Blue Blooded by Amanda Carlson, now you can read online.
The BLOODED WORLD Continues…
1
“I don’t sense anything.” Rourke turned from his place in the front seat. All eight of us gazed out at the apartment building, situated on a quiet street in Baltimore, trying to figure out if we were walking into a trap. The only thing wrong with this undercover operation was our current ride. We’d been forced to do our recon in a bright orange van with the charming words Everglades Tours. See Dem Gators Up Close emblazoned across the side in bright green letters. It was less than ideal if we wanted to keep a low profile, but it couldn’t be helped.
We’d just driven up from Florida, with a brief pit stop in Georgia, where Juanita had instructed me to head to Baltimore. There hadn’t been time to swap the van out for a new, less conspicuous model.
“I don’t sense either,” I said.
“Anyone else picking up on anything?” Rourke asked.
“My window’s cracked and nothing seems amiss,” James commented from the driver’s seat.
“I got nothing,” Marcy quipped from the backseat. “Enid’s magic is as stealthy as a ghost and leaves no residue. Dang, I wish I had a pair of magical cojones like hers. If I did, I’d be spelling the crap out of everything. Those stuck-up witches would never know what hit ’em.”
“Does everything look normal to you?” I asked Kayla, the necromancer we were currently trying to help. Her younger brother was in trouble, possibly taken hostage by the Hag who was trying to kill me. The location of this apartment building was the only information we’d managed to glean from her on the ride today from Georgia to Maryland. “Can you see or detect anything out of the ordinary?”
“Everything seems fine,” Kayla answered in a flat tone. “My brother should be at school, but we won’t know until we get inside.” She made a move to open the door.
“Wait,” Rourke ordered, his voice firm enough to still her hand. “We’re taking this slow.
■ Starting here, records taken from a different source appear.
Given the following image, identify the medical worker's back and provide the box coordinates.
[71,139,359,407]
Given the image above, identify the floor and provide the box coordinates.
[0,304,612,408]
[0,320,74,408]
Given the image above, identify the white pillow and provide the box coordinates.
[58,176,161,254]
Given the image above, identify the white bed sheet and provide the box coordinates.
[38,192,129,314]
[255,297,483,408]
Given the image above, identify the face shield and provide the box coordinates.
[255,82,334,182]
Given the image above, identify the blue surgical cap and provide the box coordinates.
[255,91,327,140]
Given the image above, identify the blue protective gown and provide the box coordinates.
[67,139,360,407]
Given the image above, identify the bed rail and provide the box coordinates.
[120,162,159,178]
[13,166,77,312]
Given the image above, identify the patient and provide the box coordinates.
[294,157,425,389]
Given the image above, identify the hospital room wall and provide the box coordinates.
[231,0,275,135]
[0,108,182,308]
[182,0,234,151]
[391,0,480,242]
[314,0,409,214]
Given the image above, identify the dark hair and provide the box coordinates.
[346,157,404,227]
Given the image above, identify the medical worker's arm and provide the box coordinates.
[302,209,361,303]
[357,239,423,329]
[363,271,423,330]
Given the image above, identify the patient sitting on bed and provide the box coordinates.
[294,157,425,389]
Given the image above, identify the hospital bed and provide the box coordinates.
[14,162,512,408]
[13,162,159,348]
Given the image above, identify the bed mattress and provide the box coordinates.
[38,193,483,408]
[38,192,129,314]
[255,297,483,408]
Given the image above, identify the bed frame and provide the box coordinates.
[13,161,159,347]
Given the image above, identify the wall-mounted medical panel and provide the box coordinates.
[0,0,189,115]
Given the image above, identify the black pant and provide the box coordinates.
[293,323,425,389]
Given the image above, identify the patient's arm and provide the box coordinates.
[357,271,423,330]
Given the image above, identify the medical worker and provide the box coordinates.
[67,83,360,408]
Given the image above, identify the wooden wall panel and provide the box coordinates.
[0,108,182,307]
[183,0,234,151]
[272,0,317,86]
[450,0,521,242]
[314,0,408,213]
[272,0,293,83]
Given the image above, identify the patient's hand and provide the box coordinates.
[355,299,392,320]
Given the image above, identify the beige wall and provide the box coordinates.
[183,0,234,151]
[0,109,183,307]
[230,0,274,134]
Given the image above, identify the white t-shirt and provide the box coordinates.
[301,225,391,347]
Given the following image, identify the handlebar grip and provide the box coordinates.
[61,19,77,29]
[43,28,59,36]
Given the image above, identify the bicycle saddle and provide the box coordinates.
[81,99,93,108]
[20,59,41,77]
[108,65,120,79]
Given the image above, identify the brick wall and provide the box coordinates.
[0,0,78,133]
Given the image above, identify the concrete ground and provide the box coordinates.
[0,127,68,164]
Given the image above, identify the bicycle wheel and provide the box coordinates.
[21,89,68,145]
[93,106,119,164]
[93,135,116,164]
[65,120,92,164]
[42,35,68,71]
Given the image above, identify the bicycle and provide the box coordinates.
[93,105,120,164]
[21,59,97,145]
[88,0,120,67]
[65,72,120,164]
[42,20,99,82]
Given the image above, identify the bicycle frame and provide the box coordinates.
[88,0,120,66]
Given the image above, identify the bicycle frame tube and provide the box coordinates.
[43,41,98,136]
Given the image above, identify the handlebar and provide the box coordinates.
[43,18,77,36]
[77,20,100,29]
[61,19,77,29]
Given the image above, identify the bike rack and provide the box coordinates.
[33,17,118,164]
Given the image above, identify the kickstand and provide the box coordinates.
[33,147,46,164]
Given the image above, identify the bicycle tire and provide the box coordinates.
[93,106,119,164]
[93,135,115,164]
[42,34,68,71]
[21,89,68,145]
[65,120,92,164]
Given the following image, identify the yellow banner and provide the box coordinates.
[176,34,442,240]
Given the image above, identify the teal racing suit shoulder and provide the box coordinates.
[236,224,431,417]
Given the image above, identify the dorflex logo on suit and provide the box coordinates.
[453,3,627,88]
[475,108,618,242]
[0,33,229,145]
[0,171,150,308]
Enid has left us alone thus far, but that’s only because she knows where we’re heading. We have no idea what’s waiting for us inside.”
I’d recently learned that Enid was Juanita’s sister, and she was after me for killing the host who would’ve given birth to her long-lost sister, Bianca. It was a tangled web, which I was trying to untangle. I’d taken away the potential for her sister to be reborn, via an incredibly evil host in the Underworld by the name of Ardat Lili, without knowing it.
Now Enid was out to get me.
“I don’t care if it’s a trap,” Kayla huffed. “I need to know if my brother is safe. I’ve waited long enough.”
“You’re not going to help anyone if you die,” Marcy pointed out, leaning over the seat. “Listen, we all have family. We know what you’re going through. My aunt, and possibly my baby cousin-niece, are missing right now. It’s driving me batty. But we have to be smart about this. If we’re stupid, Enid wins, which is what she wants. We have to outsmart the smarty. That means you can’t go in there with both guns blazing. We have to go in stealthlike. Think puma under the cover of darkness. Not elephant in broad daylight.”
I peered at my friend. “Pumas and elephants?” My voice cracked.
Marcy sighed. “Pumas are stealthy predators, elephants just stomp around and make annoying noises.” I made a face. “Never mind, it makes total sense in my mind, and that’s all that matters.” Marcy swished her hand, dismissing me. “We go in like predators, not elephants.”
I refrained from pointing out to her that most of us were predators.
“Pumas are wusses,” Rourke muttered from the front seat.
“Fine,” Marcy huffed. “We go in like big cats and wolves. Better?”
“Much,” I agreed. “And vampires and witches.”
“Way to get technical on my awesome analogy,” Marcy said.
Kayla shot us both searing gazes. “You don’t understand. We have to get to him right now, before it’s too late.”
There was no doubt Kayla was hiding important details. “Too late for what?” I prodded. “You’re going to have to be more specific, Kayla. What’s going on?” None of us wanted to go into the apartment cold if we had a better option.
Her amber irises danced, color shooting every which way, but she refused to answer. Her skin had gone from pale to light bronze since we’d plucked her out of the cemetery, where she’d been using her necromancer skills to raise the dead against us, on Enid’s orders, to protect her brother. She’d been close to death before I infused her with a jump-start of power. Now she was as good as new.
“Ray,” Rourke ordered. “Go check it out from above. See what’s on the roof. We’ll meet you on the ground.”
“Got it.” The van was so beat-up that when Ray opened the door, it sounded like metal crunching on metal.
“What floor do you live on?” I asked Kayla. “Surely you can tell us that much.”
“Fourth,” she answered.
“Can you see your windows from here?”